Applies to: All versions of Centrify DirectControl on all platforms
Question :
After joining a Solaris 10 server to the AD, users are no longer allowed to use crontab command:
[bgamblin@ledccdapp1 ~]$ crontab -l
You (bgamblin) are not allowed to use this program (crontab)
See crontab(1) for more information
[bgamblin@ledccdapp1 ~]$ crontab -e
You (bgamblin) are not allowed to use this program (crontab)
See crontab(1) for more information
The following errors were found in the debug log files :
Aug 8 08:57:24 ledpegqapp2 adclient[39186]: DEBUG <fd:27 PAMIsUserAllowedAccess2 > base.osutil Module=Base : User 'webuser' denied
access to application 'crond' by DirectAuthorize (reference ipcclient2.cpp:1833 rc: 0)
Aug 8 08:57:24 ledpegqapp2 adclient[39186]: INFO <fd:27 PAMIsUserAllowedAccess2 > audit User 'webuser' is not authorized: User
'webuser' denied access to application 'crond' by DirectAuthorize Aug 8 08:57:24 ledpegqapp2 adclient[39186]: DEBUG <fd:27
PAMIsUserAllowedAccess2 > daemon.ipcclient2 User 'webuser' is not allowed access
Aug 8 08:57:24 ledpegqapp2 adclient[39186]: DEBUG <fd:27 PAMIsUserAllowedAccess2 > daemon.ipcclient2 request 'PAMIsUserAllowedAccess2' complete
Aug 8 08:57:24 ledpegqapp2 adclient[39186]: INFO <fd:20 crontab(51058)> client.crontab Cannot display error 'No access allowed.#012
Please contact your system administrator.': No conversation function
===
Aug 8 13:36:00 seiiso03uapp01 adclient[11846]: [ID 702911 auth.debug] DEBUG <fd:27 PAMIsUserAllowedAccess2 > dz.interface SAM, is user cn=barry gamblin,ou=users,ou=network services,dc=tsys,dc=tss,dc=net allowed to use PAM cron? N
Aug 8 13:36:00 seiiso03uapp01 adclient[11846]: [ID 702911 auth.debug] DEBUG <fd:27 PAMIsUserAllowedAccess2 > base.osutil Module=Base : User 'bgamblin' denied access to application 'cron' by DirectAuthorize (reference ipcclient2.cpp:1833 rc: 0)

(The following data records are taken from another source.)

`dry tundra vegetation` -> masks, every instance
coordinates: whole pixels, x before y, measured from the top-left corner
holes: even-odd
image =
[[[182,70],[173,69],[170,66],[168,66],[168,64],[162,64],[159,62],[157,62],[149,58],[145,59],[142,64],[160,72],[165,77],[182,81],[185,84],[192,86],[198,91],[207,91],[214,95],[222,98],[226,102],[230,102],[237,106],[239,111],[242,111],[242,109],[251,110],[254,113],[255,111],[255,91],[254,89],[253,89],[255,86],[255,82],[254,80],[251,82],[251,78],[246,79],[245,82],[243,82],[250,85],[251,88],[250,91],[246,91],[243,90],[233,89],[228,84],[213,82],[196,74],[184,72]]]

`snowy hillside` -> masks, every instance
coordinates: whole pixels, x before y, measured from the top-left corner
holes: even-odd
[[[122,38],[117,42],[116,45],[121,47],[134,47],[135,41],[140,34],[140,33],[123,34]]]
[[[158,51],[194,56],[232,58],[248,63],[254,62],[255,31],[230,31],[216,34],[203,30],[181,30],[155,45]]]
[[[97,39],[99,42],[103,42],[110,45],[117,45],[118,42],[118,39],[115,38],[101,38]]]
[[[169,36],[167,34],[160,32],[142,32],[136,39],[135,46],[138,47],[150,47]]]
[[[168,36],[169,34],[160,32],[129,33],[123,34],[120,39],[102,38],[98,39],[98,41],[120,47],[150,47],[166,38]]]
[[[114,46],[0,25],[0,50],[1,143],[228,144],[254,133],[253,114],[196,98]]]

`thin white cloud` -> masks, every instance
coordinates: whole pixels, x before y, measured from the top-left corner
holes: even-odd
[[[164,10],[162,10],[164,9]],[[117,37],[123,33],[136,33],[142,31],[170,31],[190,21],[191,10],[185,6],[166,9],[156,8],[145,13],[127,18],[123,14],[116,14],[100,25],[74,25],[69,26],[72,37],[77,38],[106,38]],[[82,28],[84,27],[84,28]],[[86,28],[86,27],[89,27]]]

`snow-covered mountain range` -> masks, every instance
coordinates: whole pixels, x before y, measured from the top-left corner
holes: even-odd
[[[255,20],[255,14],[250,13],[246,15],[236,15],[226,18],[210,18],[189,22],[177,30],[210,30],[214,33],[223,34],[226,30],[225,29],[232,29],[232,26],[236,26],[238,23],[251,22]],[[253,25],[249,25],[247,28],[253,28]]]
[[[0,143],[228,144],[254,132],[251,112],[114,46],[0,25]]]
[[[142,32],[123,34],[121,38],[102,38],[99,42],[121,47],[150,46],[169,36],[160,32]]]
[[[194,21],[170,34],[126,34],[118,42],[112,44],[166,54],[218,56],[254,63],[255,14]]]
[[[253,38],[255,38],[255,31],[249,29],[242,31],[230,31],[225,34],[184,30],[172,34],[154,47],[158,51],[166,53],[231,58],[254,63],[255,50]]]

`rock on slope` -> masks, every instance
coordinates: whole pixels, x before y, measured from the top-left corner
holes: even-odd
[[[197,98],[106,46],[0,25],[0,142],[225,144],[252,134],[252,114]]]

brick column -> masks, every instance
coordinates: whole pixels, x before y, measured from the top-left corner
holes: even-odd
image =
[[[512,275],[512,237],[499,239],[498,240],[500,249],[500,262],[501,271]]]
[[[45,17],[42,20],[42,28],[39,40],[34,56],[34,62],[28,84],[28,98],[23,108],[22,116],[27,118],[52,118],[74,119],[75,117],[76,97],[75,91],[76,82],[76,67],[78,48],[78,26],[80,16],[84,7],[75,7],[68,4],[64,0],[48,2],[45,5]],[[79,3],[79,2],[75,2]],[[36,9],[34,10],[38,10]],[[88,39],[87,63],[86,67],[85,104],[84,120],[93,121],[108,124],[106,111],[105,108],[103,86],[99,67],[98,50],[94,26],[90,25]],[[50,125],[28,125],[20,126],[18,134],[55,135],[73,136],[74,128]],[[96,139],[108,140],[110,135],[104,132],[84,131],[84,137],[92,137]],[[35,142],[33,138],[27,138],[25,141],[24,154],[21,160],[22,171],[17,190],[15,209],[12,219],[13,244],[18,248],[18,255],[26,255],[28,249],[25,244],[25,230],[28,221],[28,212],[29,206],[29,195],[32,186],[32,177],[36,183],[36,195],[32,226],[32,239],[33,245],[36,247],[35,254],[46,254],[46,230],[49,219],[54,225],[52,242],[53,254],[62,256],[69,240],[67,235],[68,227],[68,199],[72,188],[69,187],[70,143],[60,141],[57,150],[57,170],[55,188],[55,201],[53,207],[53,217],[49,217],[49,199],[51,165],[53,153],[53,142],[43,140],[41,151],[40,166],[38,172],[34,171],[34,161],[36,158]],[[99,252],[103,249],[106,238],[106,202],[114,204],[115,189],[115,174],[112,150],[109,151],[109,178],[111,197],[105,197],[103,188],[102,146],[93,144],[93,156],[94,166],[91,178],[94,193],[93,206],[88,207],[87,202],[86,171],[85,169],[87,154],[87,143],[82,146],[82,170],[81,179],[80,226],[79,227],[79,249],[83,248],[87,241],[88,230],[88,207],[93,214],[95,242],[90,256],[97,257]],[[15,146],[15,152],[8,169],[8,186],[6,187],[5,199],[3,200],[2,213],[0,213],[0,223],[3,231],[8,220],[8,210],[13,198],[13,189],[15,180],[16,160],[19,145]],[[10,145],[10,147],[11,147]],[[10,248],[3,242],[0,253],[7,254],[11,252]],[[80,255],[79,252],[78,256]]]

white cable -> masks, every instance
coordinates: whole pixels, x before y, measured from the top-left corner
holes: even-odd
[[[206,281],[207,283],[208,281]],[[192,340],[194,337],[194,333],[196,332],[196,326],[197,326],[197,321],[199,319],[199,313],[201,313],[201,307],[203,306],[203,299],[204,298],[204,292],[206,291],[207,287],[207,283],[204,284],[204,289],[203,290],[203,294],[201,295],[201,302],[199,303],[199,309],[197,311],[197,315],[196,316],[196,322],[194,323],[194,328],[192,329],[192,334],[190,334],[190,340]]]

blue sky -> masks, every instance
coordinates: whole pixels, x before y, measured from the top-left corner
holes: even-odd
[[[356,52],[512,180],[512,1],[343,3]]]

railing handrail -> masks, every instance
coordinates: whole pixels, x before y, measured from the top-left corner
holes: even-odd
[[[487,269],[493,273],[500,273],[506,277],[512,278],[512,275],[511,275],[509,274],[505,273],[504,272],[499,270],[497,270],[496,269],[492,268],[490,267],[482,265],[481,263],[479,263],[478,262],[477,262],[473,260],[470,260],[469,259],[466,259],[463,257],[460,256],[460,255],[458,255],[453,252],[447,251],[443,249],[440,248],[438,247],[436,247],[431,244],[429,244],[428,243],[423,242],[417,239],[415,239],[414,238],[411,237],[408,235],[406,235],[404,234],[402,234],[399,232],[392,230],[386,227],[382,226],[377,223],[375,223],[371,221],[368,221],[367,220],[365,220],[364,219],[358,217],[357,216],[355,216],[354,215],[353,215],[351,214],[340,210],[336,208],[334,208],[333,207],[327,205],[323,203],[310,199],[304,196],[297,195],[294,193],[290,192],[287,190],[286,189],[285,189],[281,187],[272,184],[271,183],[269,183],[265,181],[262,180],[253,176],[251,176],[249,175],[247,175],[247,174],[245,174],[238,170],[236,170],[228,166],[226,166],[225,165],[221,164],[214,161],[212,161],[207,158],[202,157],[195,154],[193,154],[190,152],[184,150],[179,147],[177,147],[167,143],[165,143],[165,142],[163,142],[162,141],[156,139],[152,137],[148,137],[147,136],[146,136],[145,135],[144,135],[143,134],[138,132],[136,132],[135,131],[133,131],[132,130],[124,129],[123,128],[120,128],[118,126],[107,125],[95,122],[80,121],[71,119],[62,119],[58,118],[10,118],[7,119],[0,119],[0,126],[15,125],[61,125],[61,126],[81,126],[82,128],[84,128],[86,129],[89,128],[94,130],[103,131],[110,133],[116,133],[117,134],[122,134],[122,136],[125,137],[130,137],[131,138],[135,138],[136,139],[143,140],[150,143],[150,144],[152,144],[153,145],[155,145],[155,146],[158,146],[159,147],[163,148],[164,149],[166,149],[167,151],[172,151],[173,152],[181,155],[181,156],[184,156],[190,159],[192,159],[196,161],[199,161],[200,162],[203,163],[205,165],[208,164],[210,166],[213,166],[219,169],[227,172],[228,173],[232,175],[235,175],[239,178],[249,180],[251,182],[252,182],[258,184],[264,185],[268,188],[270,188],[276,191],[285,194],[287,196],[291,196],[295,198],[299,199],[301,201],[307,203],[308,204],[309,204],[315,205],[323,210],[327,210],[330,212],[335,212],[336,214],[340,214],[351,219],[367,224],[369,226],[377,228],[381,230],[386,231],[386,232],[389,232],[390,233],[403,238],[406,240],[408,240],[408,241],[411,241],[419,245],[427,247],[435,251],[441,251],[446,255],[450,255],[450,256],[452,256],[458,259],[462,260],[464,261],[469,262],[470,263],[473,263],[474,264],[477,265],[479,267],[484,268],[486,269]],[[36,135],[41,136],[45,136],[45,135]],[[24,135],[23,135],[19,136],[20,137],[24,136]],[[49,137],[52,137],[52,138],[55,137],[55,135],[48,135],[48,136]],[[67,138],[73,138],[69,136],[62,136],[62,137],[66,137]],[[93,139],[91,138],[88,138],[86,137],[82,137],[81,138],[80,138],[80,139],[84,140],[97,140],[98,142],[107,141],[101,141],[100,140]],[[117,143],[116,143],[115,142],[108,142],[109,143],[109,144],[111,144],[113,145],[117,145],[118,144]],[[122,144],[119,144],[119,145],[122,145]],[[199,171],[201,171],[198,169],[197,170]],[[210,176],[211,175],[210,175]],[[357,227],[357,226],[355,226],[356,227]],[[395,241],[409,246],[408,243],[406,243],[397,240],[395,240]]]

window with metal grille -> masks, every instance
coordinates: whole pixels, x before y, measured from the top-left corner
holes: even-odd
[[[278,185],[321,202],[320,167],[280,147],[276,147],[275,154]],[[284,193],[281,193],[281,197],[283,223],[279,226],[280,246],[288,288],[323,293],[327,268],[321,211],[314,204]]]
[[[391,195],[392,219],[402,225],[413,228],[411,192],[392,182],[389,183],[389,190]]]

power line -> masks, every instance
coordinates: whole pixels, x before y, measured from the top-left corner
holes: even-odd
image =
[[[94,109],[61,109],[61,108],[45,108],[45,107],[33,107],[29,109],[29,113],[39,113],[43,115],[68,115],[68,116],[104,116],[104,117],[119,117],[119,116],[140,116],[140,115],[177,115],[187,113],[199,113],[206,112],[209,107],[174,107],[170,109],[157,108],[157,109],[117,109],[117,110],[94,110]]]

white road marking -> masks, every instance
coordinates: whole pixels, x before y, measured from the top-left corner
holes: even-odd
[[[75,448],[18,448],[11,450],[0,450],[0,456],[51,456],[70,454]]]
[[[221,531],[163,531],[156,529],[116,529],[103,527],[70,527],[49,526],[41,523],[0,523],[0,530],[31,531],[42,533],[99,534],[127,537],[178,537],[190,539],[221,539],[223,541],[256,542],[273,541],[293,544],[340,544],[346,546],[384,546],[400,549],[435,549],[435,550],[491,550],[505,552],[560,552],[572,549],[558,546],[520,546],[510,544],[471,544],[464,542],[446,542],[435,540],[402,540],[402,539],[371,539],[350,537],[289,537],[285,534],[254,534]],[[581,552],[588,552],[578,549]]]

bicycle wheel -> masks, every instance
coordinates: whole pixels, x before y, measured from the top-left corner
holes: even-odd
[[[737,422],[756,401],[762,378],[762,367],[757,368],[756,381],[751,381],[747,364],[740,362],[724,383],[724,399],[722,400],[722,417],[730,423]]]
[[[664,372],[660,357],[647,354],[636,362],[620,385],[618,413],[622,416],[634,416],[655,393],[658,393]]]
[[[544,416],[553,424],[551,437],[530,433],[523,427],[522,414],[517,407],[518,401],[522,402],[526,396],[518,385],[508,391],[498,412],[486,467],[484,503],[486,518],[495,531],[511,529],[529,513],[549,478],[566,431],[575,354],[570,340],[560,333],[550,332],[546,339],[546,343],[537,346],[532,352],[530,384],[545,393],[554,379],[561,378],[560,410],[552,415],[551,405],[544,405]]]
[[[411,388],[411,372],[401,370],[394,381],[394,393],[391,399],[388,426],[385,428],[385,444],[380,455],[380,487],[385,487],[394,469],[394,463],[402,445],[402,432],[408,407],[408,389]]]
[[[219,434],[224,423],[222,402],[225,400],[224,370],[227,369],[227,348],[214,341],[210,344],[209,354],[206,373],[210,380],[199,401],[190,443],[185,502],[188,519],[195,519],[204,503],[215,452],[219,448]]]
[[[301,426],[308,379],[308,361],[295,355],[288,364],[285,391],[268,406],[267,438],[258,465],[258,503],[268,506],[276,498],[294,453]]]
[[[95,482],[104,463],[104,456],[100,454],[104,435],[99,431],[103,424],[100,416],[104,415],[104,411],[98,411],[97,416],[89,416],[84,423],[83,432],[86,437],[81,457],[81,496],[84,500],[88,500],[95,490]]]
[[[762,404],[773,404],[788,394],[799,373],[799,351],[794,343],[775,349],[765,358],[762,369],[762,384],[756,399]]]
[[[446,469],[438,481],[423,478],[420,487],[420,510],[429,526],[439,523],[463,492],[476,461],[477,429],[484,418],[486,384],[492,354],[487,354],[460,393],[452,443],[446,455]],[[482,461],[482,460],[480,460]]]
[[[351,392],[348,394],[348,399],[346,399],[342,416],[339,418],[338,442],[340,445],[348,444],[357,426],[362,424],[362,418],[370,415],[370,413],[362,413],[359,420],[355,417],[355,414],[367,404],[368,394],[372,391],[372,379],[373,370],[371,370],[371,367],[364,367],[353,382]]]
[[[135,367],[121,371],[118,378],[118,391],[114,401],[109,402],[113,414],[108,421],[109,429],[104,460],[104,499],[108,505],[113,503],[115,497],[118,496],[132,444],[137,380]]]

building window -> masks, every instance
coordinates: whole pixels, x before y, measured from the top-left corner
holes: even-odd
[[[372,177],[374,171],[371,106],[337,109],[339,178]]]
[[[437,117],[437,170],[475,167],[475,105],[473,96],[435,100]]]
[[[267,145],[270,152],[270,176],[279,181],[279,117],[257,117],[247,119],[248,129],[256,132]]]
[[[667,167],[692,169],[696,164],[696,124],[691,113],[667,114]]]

Aug 8 13:36:00 seiiso03uapp01 adclient[11846]: [ID 702911 auth.info] INFO <fd:27 PAMIsUserAllowedAccess2 > audit User 'bgamblin' is not authorized: User 'bgamblin' denied access to application 'cron' by DirectAuthorize
====
Answer:
The current users only have the right to run "sshd" in the PAM application as below :
PAM Application Avail Source Roles
--------------- ----- --------------------
sshd Yes SSH Login/Global
From the log files, it shows that the user "webuser" and "bgamblin" have no access to applications “crond” and “cron”. Please add the "crond" and "cron" in the "PAM Application" list, then run adflush –f. Please refer to page 150 to 152 Configuring rights for access to PAM applications of the "Centrify-unix-adminguide.pdf" manual.